Posted on 2023-03-31 - 00:09
Abstract

Preventing breast cancer will require the development of targeted strategies that can effectively block disease progression. Tamoxifen and aromatase inhibitors are effective in addressing estrogen receptor–positive (ER+) breast cancer development, but estrogen receptor–negative (ER) breast cancer remains an unmet challenge due to gaps in pathobiologic understanding. In this study, we used reverse-phase protein array to identify activation of Src kinase as an early signaling alteration in premalignant breast lesions of women who did not respond to tamoxifen, a widely used ER antagonist for hormonal therapy of breast cancer. Src kinase blockade with the small-molecule inhibitor saracatinib prevented the disorganized three-dimensional growth of ER mammary epithelial cells in vitro and delayed the development of premalignant lesions and tumors in vivo in mouse models developing HER2+ and ER mammary tumors, extending tumor-free and overall survival.
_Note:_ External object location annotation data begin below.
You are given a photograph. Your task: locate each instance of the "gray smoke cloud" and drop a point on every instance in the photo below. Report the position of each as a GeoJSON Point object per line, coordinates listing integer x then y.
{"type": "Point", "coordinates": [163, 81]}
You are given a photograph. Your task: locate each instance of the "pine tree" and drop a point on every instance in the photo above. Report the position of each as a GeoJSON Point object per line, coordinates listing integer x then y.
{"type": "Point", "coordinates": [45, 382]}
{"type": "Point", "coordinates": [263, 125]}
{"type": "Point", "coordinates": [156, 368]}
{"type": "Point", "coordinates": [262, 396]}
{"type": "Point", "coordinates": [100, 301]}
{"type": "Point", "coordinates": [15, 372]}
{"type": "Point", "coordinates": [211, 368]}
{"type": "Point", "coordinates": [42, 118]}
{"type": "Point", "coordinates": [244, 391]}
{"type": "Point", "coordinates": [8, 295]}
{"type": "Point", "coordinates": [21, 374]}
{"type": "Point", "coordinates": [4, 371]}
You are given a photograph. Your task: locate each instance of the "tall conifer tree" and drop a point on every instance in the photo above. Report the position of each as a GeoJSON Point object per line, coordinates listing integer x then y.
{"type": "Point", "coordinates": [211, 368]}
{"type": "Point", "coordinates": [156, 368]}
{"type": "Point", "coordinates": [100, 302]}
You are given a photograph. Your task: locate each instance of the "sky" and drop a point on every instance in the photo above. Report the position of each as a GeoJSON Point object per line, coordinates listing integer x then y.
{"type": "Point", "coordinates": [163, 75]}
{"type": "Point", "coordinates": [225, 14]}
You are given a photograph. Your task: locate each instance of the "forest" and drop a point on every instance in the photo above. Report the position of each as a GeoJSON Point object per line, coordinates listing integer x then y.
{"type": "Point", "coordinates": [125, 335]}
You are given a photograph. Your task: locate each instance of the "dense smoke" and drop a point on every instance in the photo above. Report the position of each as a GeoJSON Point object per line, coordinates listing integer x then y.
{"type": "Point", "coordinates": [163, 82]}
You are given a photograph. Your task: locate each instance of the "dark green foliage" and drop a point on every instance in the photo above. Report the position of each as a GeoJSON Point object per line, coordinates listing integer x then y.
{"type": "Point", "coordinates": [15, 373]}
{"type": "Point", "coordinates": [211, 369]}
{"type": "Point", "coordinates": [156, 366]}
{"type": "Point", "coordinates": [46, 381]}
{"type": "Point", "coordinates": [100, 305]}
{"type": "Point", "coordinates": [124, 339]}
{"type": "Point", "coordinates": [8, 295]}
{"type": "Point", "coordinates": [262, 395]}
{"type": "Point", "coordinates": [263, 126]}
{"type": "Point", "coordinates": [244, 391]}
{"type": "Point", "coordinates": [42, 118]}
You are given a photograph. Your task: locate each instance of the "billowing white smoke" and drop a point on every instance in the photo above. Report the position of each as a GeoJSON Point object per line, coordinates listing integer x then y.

Mechanistic investigations revealed that Src blockade reduced glucose metabolism as a result of an inhibition in ERK1/2–MNK1–eIF4E–mediated cap-dependent translation of c-Myc and transcription of the glucose transporter GLUT1, thereby limiting energy available for cell growth. Taken together, our results provide a sound rationale to target Src pathways in premalignant breast lesions to limit the development of breast cancers. Cancer Res; 75(22); 4863–75. ©2015 AACR.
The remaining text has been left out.